05192013Headline:

Man-Made Mars Craters Likely Beyond Curiosity Rover’s Reach

It looks like there will be no shortcuts to counterpart underneath a aspect of Mars for NASA‘s Curiosity rover.

Mission scientists had hold out some wish that a 1-ton corsair competence be means to try uninformed impact craters constructed by counterbalance ejected during a Curiosity rover’s landing Sunday night (Aug. 5). But new images from a NASA Mars orbiter advise that reaching those craters competence be too tough, given a fraudulent widen of silt dunes lies in a way, researchers said.

“We would have to do an huge U-turn around a dune field, and we only don’t consider it’s going to be unsentimental to do that,” Curiosity arch scientist John Grotzinger, of Caltech in Pasadena, told reporters Wednesday (Aug. 8).

Seeing inside Mars

Curiosity is a heart of NASA’s $2.5 billion Mars Science Laboratory goal (MSL), that seeks to establish if the Red Planet has ever been means of ancillary microbial life. In their hunt for habitable environments, MSL scientists are naturally penetrating to examine a Martian subsurface wherever possible.

The Martian aspect gets bloody by deviation most some-more exceedingly than Earth, since a Red Planet lacks a protecting captivating margin and has a comparatively skinny atmosphere. As a result, many researchers consider that Martian life — if any exists currently — would some-more expected be found underground. [5 Bold Claims of Alien Life]

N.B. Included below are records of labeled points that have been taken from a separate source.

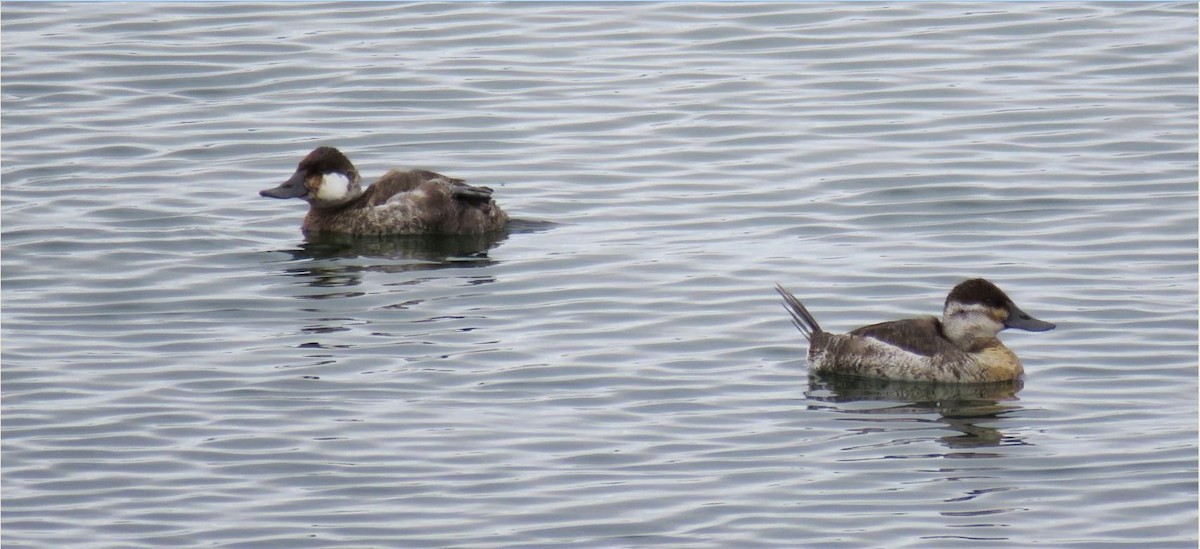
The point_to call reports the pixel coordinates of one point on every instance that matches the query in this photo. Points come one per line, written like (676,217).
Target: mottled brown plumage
(400,203)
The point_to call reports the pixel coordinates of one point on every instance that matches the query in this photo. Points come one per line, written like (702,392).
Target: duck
(961,347)
(401,203)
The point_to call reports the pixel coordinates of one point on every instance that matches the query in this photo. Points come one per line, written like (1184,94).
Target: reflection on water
(421,251)
(959,406)
(341,260)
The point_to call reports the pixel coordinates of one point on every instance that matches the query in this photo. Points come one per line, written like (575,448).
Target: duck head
(977,309)
(324,178)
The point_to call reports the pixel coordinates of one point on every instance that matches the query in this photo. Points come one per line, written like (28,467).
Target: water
(181,368)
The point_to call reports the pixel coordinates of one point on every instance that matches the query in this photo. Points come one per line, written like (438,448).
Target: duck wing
(922,336)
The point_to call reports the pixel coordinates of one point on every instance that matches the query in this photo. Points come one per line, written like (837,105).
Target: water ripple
(181,368)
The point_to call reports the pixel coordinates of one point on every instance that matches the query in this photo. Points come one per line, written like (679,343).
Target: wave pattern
(181,369)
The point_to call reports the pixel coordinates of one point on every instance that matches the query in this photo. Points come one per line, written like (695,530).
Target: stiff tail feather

Curiosity goal scientists hoped that a rover’s adventurous “seven mins of terror” thrust by a Red Planet’s atmosphere Sunday competence give them a probability to glance a Martian subsurface. Shortly before a MSL booster deployed a supersonic parachute, it ejected 6 55-pound (25-kilogram) tungsten slugs to assistance urge balance.

“I consider a lot of us hoped that those things would come down unequivocally tighten to where we landed, since as tungsten, it’s sincerely inert, and it creates a uninformed impact void that we could demeanour in,” Grotzinger said. “So there’d be a lot of enterprise to do that.”

But new photos from NASA’s Mars Reconnaissance Orbiter (MRO) advise that it wasn’t meant to be.

 

Spotting a craters

These photos uncover that a counterbalance came down about 7.5 miles (12 kilometers) from Curiosity’s alighting site inside Gale Crater, MSL researchers announced Wednesday. That’s not accurately close, though a probability of bogging Curiosity down en track is a bigger issue, Grotzinger said.

“Our barrier is this dune margin that we have no enterprise to expostulate opposite unless we have to,” he said.

While there competence be a small beating that a craters seem out of Curiosity’s reach, anticipating them during all is means for celebration, generally among MSL’s entry, skirmish and alighting (EDL) team, researchers said.

“The EDL guys were unequivocally vehement to see these [photos],” pronounced Mike Malin of Malin Space Science Systems in San Diego, a group personality of MRO’s imaging complement and principal questioner of several of Curiosity’s cameras.

“This is another exam of all a displaying they’ve finished for EDL,” Malin added. “This tells them how dead objects that aren’t doing any activity come by a atmosphere and fall.”

Drilling for samples

Curiosity was lowered to a Martian aspect on cables by a rocket-powered sky crane, that afterwards flew off to crash-land intentionally a protected stretch away. Other MRO photos uncover that a sky derrick landed only 2,100 feet (620 m) or so from Curiosity, though a corsair group is not too meddlesome in checking out a void it done when it came down.

“With all a hydrazine [rocket fuel] that competence be benefaction there, we would indeed unequivocally cite to equivocate that,” Grotzinger pronounced on Monday (Aug. 6). “I don’t doubt that if a trail of scholarship takes us nearby it, we’re unequivocally going to try to picture it and do all we can to investigate it. But otherwise, we try to equivocate it.”

So if Curiosity wants a uninformed subsurface sample, it will expected have to puncture for it. The six-wheeled drudge can dip dirt, and a cavalcade during a finish of a 7-foot (2.1-m) robotic arm can gimlet 1 in. (2.5 centimeters) into Martian stone — deeper than any corsair has ever been means to go.